En somme, je verrais ainsi ses incursions dans les arts visuels et sonores :
1) B partirait de l’écriture,
2) rencontrerait dans les arts sonores et visuels des moyens d’expérimenter des langages plus « efficaces », plus « vivants », car parlant directement à nos corps, par nos oreilles et par nos yeux, sans le détour par une culture asservissante, celle de l’écrit, puis,
3) retour à la langue écrite, à la pratique d’une écriture dans laquelle B tenterait d’injecter ce que son détour par les arts plastiques et sonores lui a permis d’entrevoir. Nécessité d’une langue « plastique » et sonore. D’une langue vivante, parlant directement à nos corps. D’une langue court-circuitant nos neurones. Nos asservissements, nos façons de penser en langue « morte », écrite.

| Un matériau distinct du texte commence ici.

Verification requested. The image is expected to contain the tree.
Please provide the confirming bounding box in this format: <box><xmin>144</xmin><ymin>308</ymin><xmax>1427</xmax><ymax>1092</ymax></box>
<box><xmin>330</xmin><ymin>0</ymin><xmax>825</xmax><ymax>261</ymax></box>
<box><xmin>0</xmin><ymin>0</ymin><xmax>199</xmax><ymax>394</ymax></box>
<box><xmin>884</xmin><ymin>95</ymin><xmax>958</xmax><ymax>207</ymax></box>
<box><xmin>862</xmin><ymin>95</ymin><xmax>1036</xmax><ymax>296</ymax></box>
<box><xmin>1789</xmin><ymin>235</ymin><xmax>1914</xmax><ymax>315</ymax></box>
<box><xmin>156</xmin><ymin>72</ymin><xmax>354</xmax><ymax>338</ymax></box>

Remarque : il va de soi que la « trajectoire » décrite ci-dessus n’existe pas en tant que telle. Jamais B n’est passé chronologiquement d’un point 1 à un point 2 pour, ensuite, faire retour à un point 3 qui se situerait dans les parages du point 1. Il va de soi que c’est par commodité qu’on a ainsi présenté ces choses qui, plutôt, se sont produites simultanément et de façon, sans doute, intuitive, anarchique et chaotique.